Onur, saygın bir lider olmanın temel koşullarından biridir. Gerçekten onurun ne olduğunu bilen bir lider, başkalarının, örneğin kendi ekibinde olanların, kendisine bağlı bulunanların ve aynı zamanda kendisiyle aynı düzeydeki çalışma arkadaşlarının kişiliklerine, düşüncelerine ve duygularına saygı gösteren, onların onurlarını gözeten bir insandır. Lider, başkalarının onurunu rencide edecek bir hata işlemektense kendisinden ödün vermeyi, özveride bulunmayı tercih eder. Gerçek lider, kendisi kadar şanslı olmayanların zayıflıklarını, hatalarını, başarısızlıklarını anlayışla ve hoşgörüyle karşılayan insandır. Onları özellikle başkalarının yanında aşağılayan, dışlayan, küçük düşüren sözlerden ve davranışlardan özenle kaçınır.
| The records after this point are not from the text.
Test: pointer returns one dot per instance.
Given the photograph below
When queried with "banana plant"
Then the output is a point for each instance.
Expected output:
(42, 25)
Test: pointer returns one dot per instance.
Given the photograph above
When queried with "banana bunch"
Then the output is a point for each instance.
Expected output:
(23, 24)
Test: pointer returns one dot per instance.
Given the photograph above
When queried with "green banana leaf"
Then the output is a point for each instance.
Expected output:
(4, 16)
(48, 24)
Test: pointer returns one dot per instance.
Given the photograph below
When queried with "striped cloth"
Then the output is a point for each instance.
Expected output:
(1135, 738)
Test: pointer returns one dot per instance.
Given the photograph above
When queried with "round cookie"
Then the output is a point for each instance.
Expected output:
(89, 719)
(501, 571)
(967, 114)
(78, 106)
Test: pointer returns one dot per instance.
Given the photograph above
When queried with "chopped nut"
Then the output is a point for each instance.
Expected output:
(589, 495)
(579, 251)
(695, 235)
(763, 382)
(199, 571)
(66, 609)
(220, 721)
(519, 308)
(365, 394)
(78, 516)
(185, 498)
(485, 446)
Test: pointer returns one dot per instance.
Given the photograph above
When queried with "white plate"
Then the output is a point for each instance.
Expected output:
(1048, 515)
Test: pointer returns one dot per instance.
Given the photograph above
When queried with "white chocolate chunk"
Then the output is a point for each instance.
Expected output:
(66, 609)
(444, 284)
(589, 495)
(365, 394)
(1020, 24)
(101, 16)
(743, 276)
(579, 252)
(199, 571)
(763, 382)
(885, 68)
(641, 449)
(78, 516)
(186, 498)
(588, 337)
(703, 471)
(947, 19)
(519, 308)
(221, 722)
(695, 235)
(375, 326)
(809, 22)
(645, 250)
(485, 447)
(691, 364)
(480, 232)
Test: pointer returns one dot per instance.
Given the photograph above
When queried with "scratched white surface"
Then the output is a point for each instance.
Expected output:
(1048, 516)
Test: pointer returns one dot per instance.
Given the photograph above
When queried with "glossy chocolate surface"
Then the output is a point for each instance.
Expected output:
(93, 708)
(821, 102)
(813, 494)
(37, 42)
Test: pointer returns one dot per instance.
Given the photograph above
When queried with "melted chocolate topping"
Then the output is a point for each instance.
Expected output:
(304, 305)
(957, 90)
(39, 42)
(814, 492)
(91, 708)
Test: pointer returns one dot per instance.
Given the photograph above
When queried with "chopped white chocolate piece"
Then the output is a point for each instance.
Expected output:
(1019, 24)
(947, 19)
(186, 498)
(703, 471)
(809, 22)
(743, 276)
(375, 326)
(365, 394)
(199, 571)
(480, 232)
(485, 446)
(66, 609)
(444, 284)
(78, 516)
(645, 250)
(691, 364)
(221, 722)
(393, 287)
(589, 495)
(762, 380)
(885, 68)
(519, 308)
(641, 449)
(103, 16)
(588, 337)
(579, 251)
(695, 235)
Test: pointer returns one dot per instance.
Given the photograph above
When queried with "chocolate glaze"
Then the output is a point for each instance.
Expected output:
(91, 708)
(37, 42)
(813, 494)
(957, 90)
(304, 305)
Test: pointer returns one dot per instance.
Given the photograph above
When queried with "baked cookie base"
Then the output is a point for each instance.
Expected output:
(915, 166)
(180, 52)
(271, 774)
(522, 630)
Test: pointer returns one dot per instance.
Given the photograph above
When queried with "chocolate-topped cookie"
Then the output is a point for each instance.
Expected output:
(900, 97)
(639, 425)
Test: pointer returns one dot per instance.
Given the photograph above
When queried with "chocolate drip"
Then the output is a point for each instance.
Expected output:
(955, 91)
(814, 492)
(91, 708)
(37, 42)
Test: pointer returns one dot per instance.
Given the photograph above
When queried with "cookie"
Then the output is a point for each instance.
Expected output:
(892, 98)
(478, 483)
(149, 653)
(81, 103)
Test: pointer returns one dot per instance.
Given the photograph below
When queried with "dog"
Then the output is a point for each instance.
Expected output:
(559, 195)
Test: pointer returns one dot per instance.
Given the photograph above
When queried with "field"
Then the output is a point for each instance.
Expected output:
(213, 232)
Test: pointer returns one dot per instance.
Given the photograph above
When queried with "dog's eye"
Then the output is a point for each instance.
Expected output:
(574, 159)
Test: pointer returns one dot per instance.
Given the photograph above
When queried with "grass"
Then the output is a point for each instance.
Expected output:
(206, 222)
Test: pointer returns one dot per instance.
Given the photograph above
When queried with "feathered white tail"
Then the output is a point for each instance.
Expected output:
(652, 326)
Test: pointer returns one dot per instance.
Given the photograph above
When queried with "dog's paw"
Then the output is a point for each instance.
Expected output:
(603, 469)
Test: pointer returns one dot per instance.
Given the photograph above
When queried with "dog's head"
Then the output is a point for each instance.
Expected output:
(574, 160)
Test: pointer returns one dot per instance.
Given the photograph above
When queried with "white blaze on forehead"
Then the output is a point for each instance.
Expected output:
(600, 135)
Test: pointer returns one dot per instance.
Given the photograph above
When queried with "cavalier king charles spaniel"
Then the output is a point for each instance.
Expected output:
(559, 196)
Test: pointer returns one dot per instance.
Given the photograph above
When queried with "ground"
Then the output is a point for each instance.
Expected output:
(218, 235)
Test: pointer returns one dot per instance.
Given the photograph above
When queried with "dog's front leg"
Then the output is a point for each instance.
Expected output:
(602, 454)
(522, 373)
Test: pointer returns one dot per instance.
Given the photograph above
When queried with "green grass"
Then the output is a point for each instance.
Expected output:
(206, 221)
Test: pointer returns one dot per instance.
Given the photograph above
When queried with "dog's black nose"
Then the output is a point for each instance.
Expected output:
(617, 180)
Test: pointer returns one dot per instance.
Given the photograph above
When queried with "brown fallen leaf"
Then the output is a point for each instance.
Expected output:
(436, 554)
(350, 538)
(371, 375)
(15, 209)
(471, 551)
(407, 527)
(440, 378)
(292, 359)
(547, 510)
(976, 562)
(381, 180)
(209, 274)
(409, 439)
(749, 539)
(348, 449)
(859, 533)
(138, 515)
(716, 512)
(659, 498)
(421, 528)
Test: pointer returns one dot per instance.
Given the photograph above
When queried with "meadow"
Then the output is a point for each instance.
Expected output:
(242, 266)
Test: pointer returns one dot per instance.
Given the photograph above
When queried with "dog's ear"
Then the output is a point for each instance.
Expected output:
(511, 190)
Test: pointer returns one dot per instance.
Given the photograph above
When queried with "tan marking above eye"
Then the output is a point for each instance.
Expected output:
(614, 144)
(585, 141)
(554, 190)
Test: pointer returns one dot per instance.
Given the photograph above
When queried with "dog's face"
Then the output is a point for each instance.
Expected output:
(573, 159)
Onurlu bir insan hiçbir zaman servetiyle, gücüyle ya da yetenekleriyle övünmez, başarılarından dolayı aşırı gurur (kibir) göstermez. Bu insan, bir başkasının hatasından ya da başarısızlığından dolayı da hemen kendini haklı veya üstün gösterecek bir gerekçe arayışına girmez. Başkalarının onurunu korumaya da kendi onuru kadar önem verir. Konumundan aldığı güçle fikirlerini zorla bir başkasına kabul ettirmeye çalışmaz, başkalarının fikirlerini sabır ve dikkatle dinler, eleştirilere açıktır, başkalarından öğrenmeye isteklidir. Kendi fikirlerini rahat ve güvenli bir şekilde ifade ederken baskıcı, zorlayıcı değildir. İnandığı görüşlerini savunur, başkalarını akılcı bir biçimde ikna etmeye ve etkilemeye çaba harcar.
Onurlu insanlar, yaptıkları iyilikleri ya da özverileri abartarak ve başa kalkarak anlatmaz, bunu onları rencide edecek şekilde tekrarlayarak dile getirmezler. Karşısındakinin onurunu inciten, kendisini zayıf ya da kötü hissetmesine neden olan bu davranışlar saygısızlıktır.